Surprisingly, the answer is “No.” A claim form is not required.
The controlling legal authority as to when a DWC-1 claim form must be served is set forth in the California Supreme Court decision of Honeywell v. WCAB, (2005) 35 Cal. 4th 24, where the court identified two situations when a claim form must be served:
- when an employer is notified in writing by the employee or has knowledge of industrial injury or claim from another source.
- when the employer has actual knowledge of industrial injury or of a claim being filed.
In our example above, a claim form is not required because the irate spouse never mentioned filing a claim, nor did her statement about the heart attack being attributed to job stress and physical demands of work constitute “actual knowledge” of industrial injury, as opposed to “speculation.” The Supreme Court made it quite clear that the test used to trigger a duty to provide a claim form is when the employer is “actually aware of an industrial injury” and not when they “should have known” of its existence.
For our readers who are still skeptical, here are the exact words of the Board when addressing this issue on remand:
“The employer’s duty under section 5401 arises when it has been notified in writing of an injury by the employee (§ 5400) or has “knowledge” of the injury or claim from another source (§5402, subd. (a)); it does not arise whenever the employer learns of facts that would ‘lead a reasonable person to conclude with some certainty that an industrial injury . . . has occurred or is being asserted’ (Wagner v. Allied Signal Aerospace, (2001) 66 CCC 483, p. 489).”

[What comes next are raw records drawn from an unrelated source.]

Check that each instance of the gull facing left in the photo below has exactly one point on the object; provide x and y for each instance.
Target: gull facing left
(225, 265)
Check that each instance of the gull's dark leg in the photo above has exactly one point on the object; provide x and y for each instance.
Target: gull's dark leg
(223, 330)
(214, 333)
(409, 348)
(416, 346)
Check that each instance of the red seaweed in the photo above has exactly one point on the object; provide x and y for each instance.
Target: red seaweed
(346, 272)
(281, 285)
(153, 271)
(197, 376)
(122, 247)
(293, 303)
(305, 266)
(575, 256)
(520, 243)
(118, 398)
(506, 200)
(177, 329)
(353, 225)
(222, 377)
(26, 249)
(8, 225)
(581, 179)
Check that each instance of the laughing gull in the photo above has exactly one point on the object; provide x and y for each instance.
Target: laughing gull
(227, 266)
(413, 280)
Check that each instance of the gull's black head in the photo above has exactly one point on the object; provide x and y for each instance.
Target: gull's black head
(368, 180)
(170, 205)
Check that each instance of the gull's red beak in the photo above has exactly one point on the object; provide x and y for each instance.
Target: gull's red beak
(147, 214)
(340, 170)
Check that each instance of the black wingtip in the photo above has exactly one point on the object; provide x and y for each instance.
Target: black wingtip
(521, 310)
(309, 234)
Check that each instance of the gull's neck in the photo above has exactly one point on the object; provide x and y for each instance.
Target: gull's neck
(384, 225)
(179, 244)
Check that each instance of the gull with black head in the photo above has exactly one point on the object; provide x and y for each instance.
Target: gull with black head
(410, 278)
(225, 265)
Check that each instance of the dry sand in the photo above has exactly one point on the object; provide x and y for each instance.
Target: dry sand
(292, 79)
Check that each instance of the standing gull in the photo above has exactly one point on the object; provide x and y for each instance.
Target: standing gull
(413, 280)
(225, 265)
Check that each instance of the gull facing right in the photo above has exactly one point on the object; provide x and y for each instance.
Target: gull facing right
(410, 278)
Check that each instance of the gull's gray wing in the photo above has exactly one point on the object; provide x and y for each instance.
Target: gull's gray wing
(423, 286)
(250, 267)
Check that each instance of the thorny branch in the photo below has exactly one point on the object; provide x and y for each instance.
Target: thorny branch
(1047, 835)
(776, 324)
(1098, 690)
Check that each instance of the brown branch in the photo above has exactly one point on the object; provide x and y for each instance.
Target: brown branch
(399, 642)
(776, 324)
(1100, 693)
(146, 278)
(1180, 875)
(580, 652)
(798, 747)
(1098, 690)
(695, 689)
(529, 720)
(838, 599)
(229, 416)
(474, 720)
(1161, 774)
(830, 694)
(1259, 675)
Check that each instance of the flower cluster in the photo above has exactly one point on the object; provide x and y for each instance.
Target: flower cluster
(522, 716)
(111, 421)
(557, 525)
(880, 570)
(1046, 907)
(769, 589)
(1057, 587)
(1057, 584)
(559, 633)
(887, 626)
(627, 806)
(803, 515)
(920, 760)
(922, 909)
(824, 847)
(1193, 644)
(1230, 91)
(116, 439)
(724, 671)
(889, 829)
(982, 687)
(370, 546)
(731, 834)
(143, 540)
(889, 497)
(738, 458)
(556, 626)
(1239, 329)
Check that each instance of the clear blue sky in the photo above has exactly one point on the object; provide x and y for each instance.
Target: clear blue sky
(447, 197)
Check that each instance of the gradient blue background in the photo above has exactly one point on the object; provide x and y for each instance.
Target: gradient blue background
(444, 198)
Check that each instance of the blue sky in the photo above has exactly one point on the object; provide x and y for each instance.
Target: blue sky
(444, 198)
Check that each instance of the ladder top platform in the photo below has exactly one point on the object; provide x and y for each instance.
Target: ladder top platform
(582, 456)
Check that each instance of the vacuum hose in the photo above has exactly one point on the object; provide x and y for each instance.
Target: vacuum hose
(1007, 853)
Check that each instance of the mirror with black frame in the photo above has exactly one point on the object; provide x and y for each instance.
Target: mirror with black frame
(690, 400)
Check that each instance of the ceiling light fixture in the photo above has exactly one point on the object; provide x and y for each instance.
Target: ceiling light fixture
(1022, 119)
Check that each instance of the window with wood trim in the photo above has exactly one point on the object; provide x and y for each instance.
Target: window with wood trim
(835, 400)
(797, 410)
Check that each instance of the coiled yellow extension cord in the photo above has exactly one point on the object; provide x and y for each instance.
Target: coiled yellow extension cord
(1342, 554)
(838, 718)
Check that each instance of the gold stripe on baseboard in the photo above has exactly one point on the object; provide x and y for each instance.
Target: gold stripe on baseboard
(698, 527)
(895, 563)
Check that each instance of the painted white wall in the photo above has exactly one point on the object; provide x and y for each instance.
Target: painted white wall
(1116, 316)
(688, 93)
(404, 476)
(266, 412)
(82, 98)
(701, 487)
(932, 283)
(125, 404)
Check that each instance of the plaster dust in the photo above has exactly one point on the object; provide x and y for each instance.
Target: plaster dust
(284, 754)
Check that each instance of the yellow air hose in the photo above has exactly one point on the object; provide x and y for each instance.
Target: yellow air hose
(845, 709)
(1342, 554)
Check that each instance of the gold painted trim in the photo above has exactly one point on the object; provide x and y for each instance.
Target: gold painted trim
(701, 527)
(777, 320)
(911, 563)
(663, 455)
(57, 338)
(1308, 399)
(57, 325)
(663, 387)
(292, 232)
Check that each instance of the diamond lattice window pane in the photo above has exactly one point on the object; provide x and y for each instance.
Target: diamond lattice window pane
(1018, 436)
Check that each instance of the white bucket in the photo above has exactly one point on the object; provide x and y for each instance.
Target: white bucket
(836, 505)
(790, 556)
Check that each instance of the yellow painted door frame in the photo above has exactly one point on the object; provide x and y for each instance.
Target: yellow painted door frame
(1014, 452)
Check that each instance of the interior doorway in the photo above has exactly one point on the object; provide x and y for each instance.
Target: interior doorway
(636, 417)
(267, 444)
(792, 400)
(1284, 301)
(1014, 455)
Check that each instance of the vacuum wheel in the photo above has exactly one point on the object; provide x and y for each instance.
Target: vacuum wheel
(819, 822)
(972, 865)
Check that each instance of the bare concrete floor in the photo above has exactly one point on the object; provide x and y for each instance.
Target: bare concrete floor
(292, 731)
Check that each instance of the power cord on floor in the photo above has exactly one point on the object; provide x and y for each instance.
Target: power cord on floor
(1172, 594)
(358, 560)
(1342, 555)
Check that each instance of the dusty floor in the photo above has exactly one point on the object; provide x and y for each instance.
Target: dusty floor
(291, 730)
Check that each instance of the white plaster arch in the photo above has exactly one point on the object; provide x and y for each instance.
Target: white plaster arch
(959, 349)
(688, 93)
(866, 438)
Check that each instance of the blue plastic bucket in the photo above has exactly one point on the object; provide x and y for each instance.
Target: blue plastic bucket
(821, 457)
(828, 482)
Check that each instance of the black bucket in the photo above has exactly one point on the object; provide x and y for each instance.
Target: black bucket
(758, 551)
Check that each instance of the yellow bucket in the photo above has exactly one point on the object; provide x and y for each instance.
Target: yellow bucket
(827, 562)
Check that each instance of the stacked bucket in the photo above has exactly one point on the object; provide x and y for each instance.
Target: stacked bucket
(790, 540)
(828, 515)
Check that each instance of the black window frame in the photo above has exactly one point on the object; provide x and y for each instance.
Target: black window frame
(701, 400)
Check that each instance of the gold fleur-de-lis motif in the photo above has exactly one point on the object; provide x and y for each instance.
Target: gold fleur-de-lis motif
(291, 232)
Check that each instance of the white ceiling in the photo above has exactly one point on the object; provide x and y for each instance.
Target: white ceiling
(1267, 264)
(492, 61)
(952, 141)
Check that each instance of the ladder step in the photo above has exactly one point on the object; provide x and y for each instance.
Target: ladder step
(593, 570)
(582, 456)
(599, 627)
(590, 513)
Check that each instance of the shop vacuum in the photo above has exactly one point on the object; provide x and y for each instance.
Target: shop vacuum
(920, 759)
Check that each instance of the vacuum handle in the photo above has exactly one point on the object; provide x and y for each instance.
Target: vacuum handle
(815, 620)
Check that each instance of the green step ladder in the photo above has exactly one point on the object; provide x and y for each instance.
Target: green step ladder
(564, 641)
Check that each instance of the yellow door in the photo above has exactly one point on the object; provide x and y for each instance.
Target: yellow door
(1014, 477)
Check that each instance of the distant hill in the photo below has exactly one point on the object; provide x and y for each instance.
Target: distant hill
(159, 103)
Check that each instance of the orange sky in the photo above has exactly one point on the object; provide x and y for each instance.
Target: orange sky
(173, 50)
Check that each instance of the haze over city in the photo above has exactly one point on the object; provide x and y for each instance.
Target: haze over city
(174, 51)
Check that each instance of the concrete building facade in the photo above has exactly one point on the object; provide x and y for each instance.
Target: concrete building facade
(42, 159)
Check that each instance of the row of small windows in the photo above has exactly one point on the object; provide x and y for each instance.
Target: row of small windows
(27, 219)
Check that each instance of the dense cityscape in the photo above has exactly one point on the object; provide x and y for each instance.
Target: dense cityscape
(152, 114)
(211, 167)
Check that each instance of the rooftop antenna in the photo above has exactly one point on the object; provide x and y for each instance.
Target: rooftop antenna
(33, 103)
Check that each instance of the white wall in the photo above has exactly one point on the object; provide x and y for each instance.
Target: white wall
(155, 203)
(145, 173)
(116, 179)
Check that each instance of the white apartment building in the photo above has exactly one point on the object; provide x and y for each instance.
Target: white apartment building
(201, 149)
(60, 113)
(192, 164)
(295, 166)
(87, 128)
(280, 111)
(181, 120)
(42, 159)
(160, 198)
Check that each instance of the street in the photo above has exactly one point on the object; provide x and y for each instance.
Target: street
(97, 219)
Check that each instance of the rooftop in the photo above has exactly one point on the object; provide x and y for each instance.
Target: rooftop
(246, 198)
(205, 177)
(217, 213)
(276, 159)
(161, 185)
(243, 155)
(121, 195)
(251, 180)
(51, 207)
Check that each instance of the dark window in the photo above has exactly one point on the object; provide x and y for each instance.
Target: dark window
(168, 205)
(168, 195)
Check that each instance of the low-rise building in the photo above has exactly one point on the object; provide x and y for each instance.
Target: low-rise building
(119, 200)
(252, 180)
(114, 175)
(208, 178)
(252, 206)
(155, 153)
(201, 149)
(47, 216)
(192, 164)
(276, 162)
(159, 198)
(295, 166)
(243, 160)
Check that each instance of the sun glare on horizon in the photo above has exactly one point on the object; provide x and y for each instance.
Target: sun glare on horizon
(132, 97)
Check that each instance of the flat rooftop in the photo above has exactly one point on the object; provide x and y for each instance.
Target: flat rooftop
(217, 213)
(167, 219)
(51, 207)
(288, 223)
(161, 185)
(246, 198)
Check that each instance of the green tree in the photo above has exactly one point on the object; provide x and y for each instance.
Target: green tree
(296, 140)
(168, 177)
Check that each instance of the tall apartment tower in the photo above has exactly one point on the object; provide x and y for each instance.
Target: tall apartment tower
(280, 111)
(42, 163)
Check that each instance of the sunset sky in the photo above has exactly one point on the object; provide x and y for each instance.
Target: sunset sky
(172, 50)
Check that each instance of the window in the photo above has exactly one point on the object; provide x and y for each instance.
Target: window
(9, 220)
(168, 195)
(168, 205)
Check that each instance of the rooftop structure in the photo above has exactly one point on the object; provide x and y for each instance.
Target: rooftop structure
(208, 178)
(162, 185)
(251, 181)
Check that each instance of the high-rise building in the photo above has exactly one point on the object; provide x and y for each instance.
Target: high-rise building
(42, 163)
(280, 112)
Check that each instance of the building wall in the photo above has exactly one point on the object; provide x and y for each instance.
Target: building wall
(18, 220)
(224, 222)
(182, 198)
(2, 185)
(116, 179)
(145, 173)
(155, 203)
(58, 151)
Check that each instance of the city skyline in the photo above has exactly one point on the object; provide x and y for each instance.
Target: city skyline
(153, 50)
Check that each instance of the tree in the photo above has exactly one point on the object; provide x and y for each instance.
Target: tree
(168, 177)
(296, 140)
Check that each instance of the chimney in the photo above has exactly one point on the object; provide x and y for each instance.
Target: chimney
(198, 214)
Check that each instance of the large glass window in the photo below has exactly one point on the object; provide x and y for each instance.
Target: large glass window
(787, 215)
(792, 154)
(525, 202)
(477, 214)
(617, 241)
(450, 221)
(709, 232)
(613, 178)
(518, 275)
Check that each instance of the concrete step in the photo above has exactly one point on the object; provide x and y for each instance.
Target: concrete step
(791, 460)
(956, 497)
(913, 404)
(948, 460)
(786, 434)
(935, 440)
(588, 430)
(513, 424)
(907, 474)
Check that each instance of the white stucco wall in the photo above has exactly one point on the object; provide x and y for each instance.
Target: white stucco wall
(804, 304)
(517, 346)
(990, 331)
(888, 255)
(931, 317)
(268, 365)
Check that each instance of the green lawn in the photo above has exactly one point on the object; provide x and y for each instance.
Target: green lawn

In another case the Board wrote: “. . . mere supposition or possibility of such knowledge (of industrial injury) is not sufficient to trigger a duty to provide a claims form” (Scott v. Workers’ Comp. Appeals Bd. (2000) 65 CCC 1340 (writ denied).
With that said, it is vital that employers realize not every incident is a claim, nor does every incident trigger a duty to provide a claim form. What an incident may do however, is trigger a duty to conduct an investigation, the results of which may or may not require the eventual service of a claim form. We wish to emphasize that both the Supreme Court and WCAB have said there is no need to send out a DWC-1 Claim Form based on speculation that an industrial injury probably occurred. Unless there is actual knowledge of industrial injury, “don’t send out a claim form.”